May 2 marks the 10-year anniversary of the passing of poet Al Robles. Al Robles was conferred much respect as a poverty scholar of POOR Magazine and remains an ancestor board member of the POOR Magazine family.
Robles’ life was centered on the notion, the struggle to “take back our lives”—our histories, languages, art, land—all of the things whose legacies live in our skin, our blood, all of which have been stolen or commodified/co-opted.
One of POOR Magazine’s mottos is “nothing about us without us.” Robles dedicated his life to telling the stories of Filipino-American elders who were forcibly evicted from San Francisco’s Manilatown neighborhood. This removal was fueled by real estate speculation, the same force that evicts elders and families today—such as Iris Canada, a 100-year-old black elder in the Fillmore—locked out of her home while at a senior meal program.

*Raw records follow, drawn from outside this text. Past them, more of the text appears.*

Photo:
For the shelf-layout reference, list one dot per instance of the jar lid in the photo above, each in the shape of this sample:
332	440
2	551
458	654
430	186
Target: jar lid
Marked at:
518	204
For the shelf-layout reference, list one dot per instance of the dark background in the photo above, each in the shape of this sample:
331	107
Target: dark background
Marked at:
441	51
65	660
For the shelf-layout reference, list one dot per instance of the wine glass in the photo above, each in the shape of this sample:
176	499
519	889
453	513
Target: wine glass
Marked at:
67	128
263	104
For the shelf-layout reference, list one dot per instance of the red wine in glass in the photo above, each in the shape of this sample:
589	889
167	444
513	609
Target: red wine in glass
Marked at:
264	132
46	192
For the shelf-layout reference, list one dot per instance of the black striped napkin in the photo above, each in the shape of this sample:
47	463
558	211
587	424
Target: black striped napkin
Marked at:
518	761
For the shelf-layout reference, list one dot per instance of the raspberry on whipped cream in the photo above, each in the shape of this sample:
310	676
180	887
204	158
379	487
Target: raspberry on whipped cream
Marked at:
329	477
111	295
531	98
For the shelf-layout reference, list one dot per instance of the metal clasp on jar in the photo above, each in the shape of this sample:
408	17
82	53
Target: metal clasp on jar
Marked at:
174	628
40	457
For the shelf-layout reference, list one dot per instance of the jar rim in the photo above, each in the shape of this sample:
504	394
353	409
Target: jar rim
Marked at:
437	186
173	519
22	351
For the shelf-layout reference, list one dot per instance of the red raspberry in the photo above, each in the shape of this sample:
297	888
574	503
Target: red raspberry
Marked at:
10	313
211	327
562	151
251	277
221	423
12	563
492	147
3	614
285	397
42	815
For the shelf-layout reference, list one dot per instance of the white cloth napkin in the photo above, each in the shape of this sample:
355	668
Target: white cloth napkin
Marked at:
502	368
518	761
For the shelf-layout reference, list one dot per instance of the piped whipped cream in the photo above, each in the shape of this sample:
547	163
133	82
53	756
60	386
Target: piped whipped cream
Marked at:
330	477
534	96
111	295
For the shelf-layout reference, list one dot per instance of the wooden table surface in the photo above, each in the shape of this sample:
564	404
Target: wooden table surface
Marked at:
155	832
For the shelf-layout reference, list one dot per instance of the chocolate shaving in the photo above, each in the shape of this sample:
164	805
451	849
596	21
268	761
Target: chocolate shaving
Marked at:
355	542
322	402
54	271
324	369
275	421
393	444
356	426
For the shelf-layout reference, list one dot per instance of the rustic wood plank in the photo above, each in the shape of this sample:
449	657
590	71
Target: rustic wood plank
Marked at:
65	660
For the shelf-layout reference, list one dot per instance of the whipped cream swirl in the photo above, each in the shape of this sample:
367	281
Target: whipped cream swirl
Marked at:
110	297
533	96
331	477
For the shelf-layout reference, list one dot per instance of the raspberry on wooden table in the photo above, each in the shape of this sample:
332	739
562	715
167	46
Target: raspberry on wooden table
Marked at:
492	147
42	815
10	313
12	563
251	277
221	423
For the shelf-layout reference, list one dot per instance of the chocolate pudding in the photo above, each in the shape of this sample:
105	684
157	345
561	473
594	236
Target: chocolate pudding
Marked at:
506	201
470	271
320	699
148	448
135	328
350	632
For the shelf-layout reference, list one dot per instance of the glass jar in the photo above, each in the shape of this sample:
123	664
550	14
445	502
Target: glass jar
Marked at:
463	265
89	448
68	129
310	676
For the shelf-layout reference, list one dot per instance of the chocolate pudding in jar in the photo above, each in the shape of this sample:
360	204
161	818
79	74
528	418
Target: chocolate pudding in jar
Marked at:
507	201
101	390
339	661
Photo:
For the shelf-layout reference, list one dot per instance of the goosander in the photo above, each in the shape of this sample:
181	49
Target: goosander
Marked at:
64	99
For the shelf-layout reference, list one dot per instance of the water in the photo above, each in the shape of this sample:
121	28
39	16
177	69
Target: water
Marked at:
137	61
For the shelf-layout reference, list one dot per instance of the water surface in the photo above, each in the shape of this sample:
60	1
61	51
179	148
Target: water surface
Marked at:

Therein lies the situation—voices, experiences, histories/herstories, lived experience—locked out, becoming, through foundation grants, endowments, scholarships etc., a project or case study for an academic or some other with degrees and privilege to write about, take pictures of, document etc.
Al Robles himself was steeped in academia for a time. The poet/historian attended USF, a Jesuit university and was introduced to the philosophies of Thomas Merton, among others. However, the neighborhood that produced him, the city’s Fillmore, was close and the sounds of jazz, the struggles of the black and brown and yellow people of the neighborhood—the mixture of sounds from tongues stained with soy sauce, hot sauce, vinegar, picked pig’s feet—would not allow him to forget or fall to what POOR Magazine calls the cult of separation or independence.
He couldn’t forget the voices, the sounds of the workers, the voices from the fields where the seeds of Manilatowns across the US were planted long ago. Those voices, those elders—their ‘mata’ catching him, never letting go, sharing their stories, their lives with him—a poet—over a plate of rice and fish. What more was there? So influenced was Robles by the Poverty Scholarship of these elders, of the brown and black people whose daily lives and struggles moved in his blood that he dedicated his life to poetry and to helping take back the life and lives of his community. He wrote of his evolution to Poverty Scholar:
I travelled far back into the past
Searching for Ifugao Mountain
All the things I’ve learned
I threw out of my mind
All the books I’ve read
Were not worth one roll
Of toilet paper
And on the value of the knowledge of people in the barrios, and in the ghettos where he spent so much of his life observing the poetry, the sadness the tragedy and the triumph of life—observing those people whose experiences were not given credence or where vastly devalued:
Who is to say
The weeds are not
The roots?
Who is to say
The roots are not
The weeds?
The work of Al Robles and other poverty scholars of POOR Magazine (Al Robles was a board member of POOR until his passing in 2009) are featured in POOR Press’ newest book, a beautiful collection of essays and poems and manifestos called “Poverty Scholarship: Poor People Led Theory, Art, Words & Tears across mama Earth.” This book is an extremely important text for schools, political groups, healers, community workers—all who are working to take back lives and create a better world—to embrace. It is a declaration, a new plan:
It’s called sharing the wealth
The accreditation and linguistic domination
Flipping the hierarchy
Of who is an expert
Who is a scholar
This book delves into practical ways in which Poor-People led education can inform the ways in which media is created, how service is provided, the liberation of landless and Poor People from poverty pimps and the multilayered world of social work that is a vortex that fees off people whose lands have been stolen, languages erased and whose presence is maligned, ostracized and criminalized.
The art and poverty scholarship that sings out from the pages of this people’s text brings about the emergence of hope and healing. One of Al Robles’ favorite songs was the jazz standard, “Tenderly.”
This book speaks with the fire of our indigenous blood and history, and tenderly shows us that there is another way — tenderly in a society that gives grudgingly. This book is a declaration of emergency and a guide book to regaining our bodies, spirits, hearts and minds. It is desperately needed at this time when, more than ever, we need to, as Poverty Scholar Al Robles said, “Take back our lives.”